The Federal Reserve will cut its target rate for overnight loans between banks in half to 0.5 percent on Dec. 16, the lowest level since 1958, according to the median estimate of 84 economists in a Bloomberg survey. The European Central Bank’s target rate, currently 2.5 percent, will bottom in 2009 at 1.75 percent, according to a Bloomberg survey of economists, making the euro relatively more attractive.

Treasuries due in two years yield 1.49 percentage points less than German bunds of similar maturity, near the most since mid-October. Three-month bill rates fell below zero last week for the first time. Bill Gross, co-chief investment officer of Newport Beach, California-based Pacific Investment Management Co., which oversees the world’s largest bond fund, said “Treasuries have some bubble characteristics.”

“The government and the Fed cannot continue to talk about trillions of dollars of financing and expansion of the Fed’s balance sheet without the dollar going south,” Gross said in a Dec. 10 interview with Bloomberg Television

Budget Deficit

Spending to shore up the financial system caused the U.S. government’s budget deficit for the first two months of fiscal 2009 that started in October to balloon to $401.6 billion, the Treasury Department said Dec. 10.

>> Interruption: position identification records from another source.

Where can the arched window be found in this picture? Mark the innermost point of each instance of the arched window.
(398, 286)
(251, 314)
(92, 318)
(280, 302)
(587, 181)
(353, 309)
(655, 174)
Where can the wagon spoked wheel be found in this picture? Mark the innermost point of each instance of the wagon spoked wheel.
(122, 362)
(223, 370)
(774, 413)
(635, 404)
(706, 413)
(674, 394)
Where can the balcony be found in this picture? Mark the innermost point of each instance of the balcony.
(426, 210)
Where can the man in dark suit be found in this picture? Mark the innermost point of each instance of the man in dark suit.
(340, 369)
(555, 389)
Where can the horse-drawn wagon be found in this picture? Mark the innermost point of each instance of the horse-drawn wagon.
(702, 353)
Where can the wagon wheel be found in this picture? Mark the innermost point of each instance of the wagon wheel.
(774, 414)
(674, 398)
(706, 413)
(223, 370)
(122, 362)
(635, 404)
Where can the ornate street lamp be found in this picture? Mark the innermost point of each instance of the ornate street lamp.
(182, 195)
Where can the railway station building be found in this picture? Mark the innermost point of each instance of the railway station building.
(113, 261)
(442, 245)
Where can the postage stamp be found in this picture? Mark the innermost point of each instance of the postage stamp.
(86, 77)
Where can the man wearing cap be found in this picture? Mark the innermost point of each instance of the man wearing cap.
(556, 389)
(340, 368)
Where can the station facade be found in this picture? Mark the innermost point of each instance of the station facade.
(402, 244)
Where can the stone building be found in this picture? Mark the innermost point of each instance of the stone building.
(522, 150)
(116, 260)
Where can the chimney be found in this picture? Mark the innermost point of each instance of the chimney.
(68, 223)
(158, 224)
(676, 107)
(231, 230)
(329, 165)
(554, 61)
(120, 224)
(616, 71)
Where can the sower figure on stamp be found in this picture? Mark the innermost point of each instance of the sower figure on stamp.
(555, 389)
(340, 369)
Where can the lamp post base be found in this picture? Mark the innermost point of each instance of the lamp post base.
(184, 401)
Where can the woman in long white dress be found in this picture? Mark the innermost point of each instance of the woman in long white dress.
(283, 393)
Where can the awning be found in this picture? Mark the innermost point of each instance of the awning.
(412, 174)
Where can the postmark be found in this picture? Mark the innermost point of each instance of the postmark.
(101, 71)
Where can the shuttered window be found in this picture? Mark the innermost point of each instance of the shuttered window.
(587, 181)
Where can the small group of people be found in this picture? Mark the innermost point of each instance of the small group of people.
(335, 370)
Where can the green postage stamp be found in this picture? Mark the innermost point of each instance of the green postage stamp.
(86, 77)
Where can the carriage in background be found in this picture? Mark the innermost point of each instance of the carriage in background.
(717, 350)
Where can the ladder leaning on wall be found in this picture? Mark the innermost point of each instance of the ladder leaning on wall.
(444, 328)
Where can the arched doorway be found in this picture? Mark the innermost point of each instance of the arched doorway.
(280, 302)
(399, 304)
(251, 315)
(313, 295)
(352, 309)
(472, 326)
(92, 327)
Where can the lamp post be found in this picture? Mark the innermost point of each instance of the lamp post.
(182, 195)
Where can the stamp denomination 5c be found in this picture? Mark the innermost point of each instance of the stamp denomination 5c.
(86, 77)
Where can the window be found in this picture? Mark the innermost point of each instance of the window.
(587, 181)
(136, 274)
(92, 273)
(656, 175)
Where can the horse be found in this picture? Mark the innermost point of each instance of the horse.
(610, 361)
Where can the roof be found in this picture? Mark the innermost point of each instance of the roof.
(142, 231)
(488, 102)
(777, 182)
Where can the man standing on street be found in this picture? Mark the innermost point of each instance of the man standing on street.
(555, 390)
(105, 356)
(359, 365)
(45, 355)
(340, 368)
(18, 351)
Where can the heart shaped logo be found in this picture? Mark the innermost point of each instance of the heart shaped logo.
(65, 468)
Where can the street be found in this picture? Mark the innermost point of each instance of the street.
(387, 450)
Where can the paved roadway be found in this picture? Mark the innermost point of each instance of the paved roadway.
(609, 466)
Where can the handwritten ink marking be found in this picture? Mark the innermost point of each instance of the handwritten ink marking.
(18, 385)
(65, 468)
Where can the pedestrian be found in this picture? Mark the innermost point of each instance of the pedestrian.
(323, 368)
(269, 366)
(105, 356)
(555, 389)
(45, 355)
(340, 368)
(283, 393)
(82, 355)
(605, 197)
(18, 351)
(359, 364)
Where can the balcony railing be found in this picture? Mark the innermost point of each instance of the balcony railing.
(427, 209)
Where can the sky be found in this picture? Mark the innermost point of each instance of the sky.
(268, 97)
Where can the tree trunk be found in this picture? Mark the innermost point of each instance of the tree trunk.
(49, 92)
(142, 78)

“It’s absolutely going to get worse before it gets better,” said Michael Englund, chief economist at Action Economics LLC in Boulder, Colorado. “We’re looking at a $1 trillion deficit, and that’s before the next stimulus package. If Treasury spends all of TARP, it could be $1.2 trillion to $1.3 trillion.”

The $700 billion Troubled Assets Relief Program is one of the programs set up by the government and the Fed to try to bring the economy out of the worst recession since World War II. President-elect Barack Obama also plans a stimulus package that House Speaker Nancy Pelosi said may total $500 billion to $600 billion.

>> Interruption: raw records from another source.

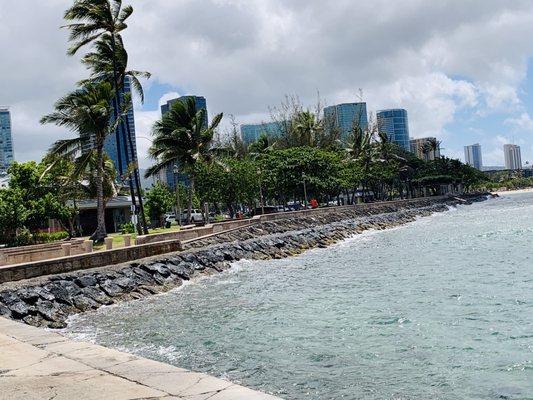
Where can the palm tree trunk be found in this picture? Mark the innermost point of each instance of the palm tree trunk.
(100, 232)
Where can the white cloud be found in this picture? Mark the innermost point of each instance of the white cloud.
(436, 59)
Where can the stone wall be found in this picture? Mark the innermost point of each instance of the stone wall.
(48, 301)
(12, 273)
(19, 255)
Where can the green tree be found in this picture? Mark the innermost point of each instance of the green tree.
(159, 200)
(87, 112)
(101, 22)
(181, 138)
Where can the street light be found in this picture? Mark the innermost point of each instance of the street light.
(261, 199)
(305, 189)
(175, 170)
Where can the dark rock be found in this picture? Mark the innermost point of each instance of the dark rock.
(59, 292)
(19, 309)
(143, 277)
(183, 270)
(28, 295)
(86, 281)
(50, 311)
(159, 268)
(34, 320)
(111, 289)
(97, 295)
(84, 303)
(4, 311)
(44, 294)
(8, 298)
(125, 283)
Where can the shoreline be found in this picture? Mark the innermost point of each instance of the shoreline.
(511, 192)
(49, 301)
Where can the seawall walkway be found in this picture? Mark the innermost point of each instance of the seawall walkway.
(36, 364)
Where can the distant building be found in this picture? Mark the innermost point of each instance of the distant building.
(127, 140)
(6, 140)
(394, 122)
(199, 101)
(345, 116)
(473, 156)
(513, 158)
(251, 132)
(418, 148)
(171, 175)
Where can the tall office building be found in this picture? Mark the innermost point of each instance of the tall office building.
(6, 140)
(345, 116)
(473, 156)
(127, 140)
(395, 124)
(419, 147)
(171, 175)
(513, 158)
(251, 132)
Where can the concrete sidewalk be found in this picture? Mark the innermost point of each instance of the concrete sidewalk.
(36, 364)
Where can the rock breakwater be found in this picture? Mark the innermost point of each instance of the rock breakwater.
(48, 301)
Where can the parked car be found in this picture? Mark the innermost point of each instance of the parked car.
(196, 216)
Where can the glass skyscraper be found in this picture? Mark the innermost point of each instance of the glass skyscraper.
(396, 125)
(513, 157)
(168, 175)
(110, 145)
(345, 116)
(251, 132)
(473, 156)
(6, 140)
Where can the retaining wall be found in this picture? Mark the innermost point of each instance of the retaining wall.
(85, 261)
(19, 255)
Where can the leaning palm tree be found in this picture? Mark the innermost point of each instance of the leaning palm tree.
(182, 138)
(107, 65)
(87, 112)
(101, 22)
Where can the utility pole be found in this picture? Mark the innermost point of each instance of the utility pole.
(305, 189)
(261, 198)
(175, 170)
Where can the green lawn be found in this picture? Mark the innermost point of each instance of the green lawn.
(118, 238)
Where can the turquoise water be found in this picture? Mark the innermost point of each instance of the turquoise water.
(438, 309)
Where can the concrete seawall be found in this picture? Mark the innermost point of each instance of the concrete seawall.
(48, 301)
(38, 364)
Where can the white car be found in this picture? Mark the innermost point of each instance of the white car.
(196, 216)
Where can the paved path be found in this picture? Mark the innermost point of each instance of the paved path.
(36, 364)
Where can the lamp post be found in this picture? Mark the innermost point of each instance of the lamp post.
(175, 170)
(305, 189)
(261, 199)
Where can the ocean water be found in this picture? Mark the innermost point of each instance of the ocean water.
(441, 308)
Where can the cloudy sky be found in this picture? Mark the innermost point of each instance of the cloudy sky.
(462, 69)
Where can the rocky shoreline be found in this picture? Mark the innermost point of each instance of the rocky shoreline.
(49, 301)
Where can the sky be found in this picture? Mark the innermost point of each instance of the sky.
(462, 69)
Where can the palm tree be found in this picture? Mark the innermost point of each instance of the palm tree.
(102, 21)
(102, 61)
(182, 138)
(87, 112)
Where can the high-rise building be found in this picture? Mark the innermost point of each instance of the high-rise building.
(171, 175)
(127, 140)
(6, 140)
(345, 117)
(513, 158)
(199, 102)
(420, 148)
(395, 124)
(473, 156)
(251, 132)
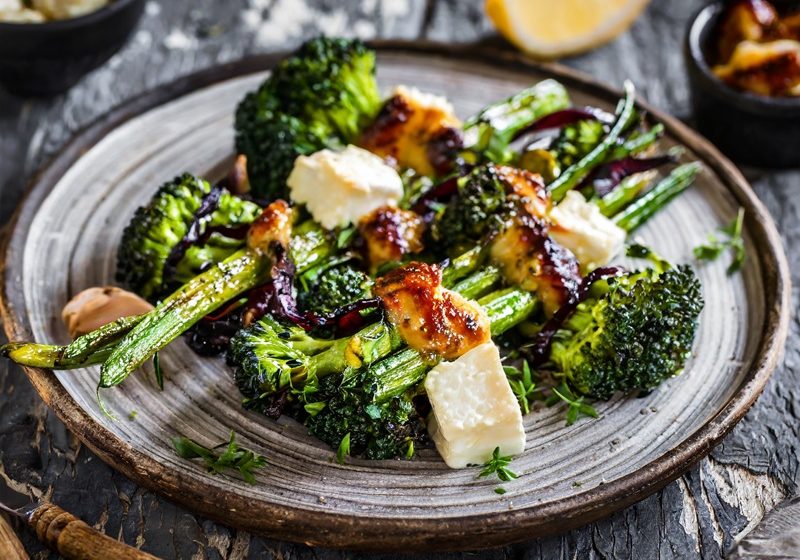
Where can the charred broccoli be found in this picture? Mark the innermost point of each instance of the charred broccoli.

The dollar’s rally may have hurt the trade balance, and earnings of companies that depend on sales overseas. U.S. exports slid to a seven-month low in October, causing the trade deficit to swell to $57.2 billion, the Commerce Department said Dec. 11. American exports dropped 2.2 percent to $151.7 billion as foreign purchases of U.S. aircraft, automobiles, chemicals and food waned. The trade gap was projected to be $53.5 billion.

Shrinking Economy

The U.S. economy may contract 3.9 percent this quarter and 2 percent in the first three months of 2009, according to the median estimate in a Bloomberg poll.

“Rapid deterioration in the U.S. economy, coupled with the adverse effects of monetary and fiscal stimuli, do not bode well for the dollar,” Citigroup strategists Todd Elmer, Michael Hart, James McCormick and Aerin Williams wrote in a report from New York on Dec. 12. The New York-based bank “foresees short- term dollar weakness, against both Group of 10 and emerging- market currencies,” they wrote.

The Citigroup strategists predicted on Nov. 6 that the euro, which was trading at $1.2715, would rally toward $1.33.

Paris-based BNP Paribas, Europe’s third-largest bank, recommends buying the euro versus the dollar amid signs that equity markets may be stabilizing. The MSCI World Index is up 16.6 percent since falling to a 5 1/2-year low on Nov. 21, the same day the Dollar Index peaked.

‘Positive Euro Bias

“With equity markets broadly stable with a positive bias and volatility easing, we expect the euro-versus-dollar declines to be capped at the $1.28” level, a team of strategists headed by Hans-Guenter Redeker in London wrote in a report Dec. 10.

Like Goldman Sachs, London-based Barclays Plc, the U.K.’s third-biggest bank, forecasts the dollar will weaken to $1.45 per euro by the end of 2009, according to data compiled by Bloomberg. New York-based Morgan Stanley strategists Stephen Jen and Spyros Andreopoulos, who in August advised clients to buy the dollar, said in a Dec. 11 report that the currency may strengthen in the first half of 2009, before “underperforming most other currencies” as the global economy recovers.

“We’re seeing that correlation between equities and the dollar break down,” said Adam Boyton, a senior currency strategist in New York at Deutsche Bank AG, the world’s biggest currency trader, according to a 2008 Euromoney Institutional Investor Plc survey. “The fact that the dollar is weakening in this environment probably tells you a bit more focus is coming back on the fundamentals of the U.S. economy.”